The Sixth Department of Oncology, Beidahuang Industry Group General Hospital (Heilongjiang Second Cancer Hospital), Harbin, 150088, Heilongjiang, China.
BMC Bioinformatics. 2025 Jul 22;26(1):190. doi: 10.1186/s12859-025-06169-2.
Long non-coding RNAs (lncRNAs) play essential roles in various physiological and pathological processes. Inferring new lncRNA-disease associations (LDAs) not only promotes us to better understand these complex biological processes, but also provides new options for the diagnosis and prevention of diseases.
A novel computational model, LDA-SCGB, is proposed to predict new LDAs.
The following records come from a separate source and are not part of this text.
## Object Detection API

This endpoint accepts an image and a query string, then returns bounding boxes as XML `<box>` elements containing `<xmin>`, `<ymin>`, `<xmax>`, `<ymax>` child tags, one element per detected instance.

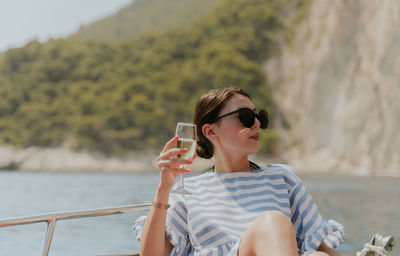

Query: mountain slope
<box><xmin>0</xmin><ymin>0</ymin><xmax>287</xmax><ymax>154</ymax></box>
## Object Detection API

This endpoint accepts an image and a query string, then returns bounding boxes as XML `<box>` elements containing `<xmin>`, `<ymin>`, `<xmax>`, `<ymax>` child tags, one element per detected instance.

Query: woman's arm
<box><xmin>140</xmin><ymin>186</ymin><xmax>172</xmax><ymax>256</ymax></box>
<box><xmin>318</xmin><ymin>241</ymin><xmax>340</xmax><ymax>256</ymax></box>
<box><xmin>140</xmin><ymin>136</ymin><xmax>192</xmax><ymax>256</ymax></box>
LDA-SCGB first extracts features of each lncRNA-disease pair with singular value decomposition. Next, it classifies unknown lncRNA-disease pairs through the condensed gradient boosting model. The results demonstrated that LDA-SCGB greatly outperformed the other four representative LDA inference methods (SDLDA, LDNFSGB, LDAenDL and LDASR) under 5-fold cross validations on lncRNAs, diseases, and lncRNA-disease pairs on three LDA datasets, which were from lncRNADisease v2.0, MNDR, and lncRNADisease v3.0, respectively. LDA-SCGB was further used to find potential lncRNAs for colorectal cancer, heart failure, and lung adenocarcinoma. The results demonstrated that CCDC26, MIAT, and CCDC26 had higher association probability with colorectal cancer, heart failure, and lung adenocarcinoma, respectively.
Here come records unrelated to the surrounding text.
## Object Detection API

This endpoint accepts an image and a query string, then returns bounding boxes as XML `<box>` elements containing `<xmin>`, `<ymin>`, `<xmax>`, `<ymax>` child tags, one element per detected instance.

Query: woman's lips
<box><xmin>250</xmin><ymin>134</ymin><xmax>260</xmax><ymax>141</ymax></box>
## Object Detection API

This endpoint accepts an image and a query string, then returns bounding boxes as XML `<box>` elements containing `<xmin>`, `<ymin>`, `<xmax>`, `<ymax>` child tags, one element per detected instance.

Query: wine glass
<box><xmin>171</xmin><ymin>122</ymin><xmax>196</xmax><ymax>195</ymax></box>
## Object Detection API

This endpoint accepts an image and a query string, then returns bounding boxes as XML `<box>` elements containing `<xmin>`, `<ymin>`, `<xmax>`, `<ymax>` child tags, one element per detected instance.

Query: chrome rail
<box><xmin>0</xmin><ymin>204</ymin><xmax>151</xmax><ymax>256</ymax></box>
We foresee that LDA-SCGB was capable of predicting potential lncRNAs for complex diseases and further assisting in cancer diagnosis and therapy.
长链非编码RNA(lncRNA)在多种生理和病理过程中发挥着重要作用。推断新的lncRNA-疾病关联(LDA)不仅有助于我们更好地理解这些复杂的生物学过程,还为疾病的诊断和预防提供了新的选择。
提出了一种新的计算模型LDA-SCGB来预测新的LDA。LDA-SCGB首先通过奇异值分解提取每个lncRNA-疾病对的特征。接下来,它通过凝聚梯度提升模型对未知的lncRNA-疾病对进行分类。结果表明,在来自lncRNADisease v2.0、MNDR和lncRNADisease v3.0的三个LDA数据集上,在lncRNA、疾病和lncRNA-疾病对的5折交叉验证下,LDA-SCGB的表现大大优于其他四种代表性的LDA推断方法(SDLDA、LDNFSGB、LDAenDL和LDASR)。LDA-SCGB进一步用于寻找结直肠癌、心力衰竭和肺腺癌的潜在lncRNA。结果表明,CCDC26、MIAT和CCDC26分别与结直肠癌、心力衰竭和肺腺癌具有更高的关联概率。
我们预见LDA-SCGB能够预测复杂疾病的潜在lncRNA,并进一步辅助癌症的诊断和治疗。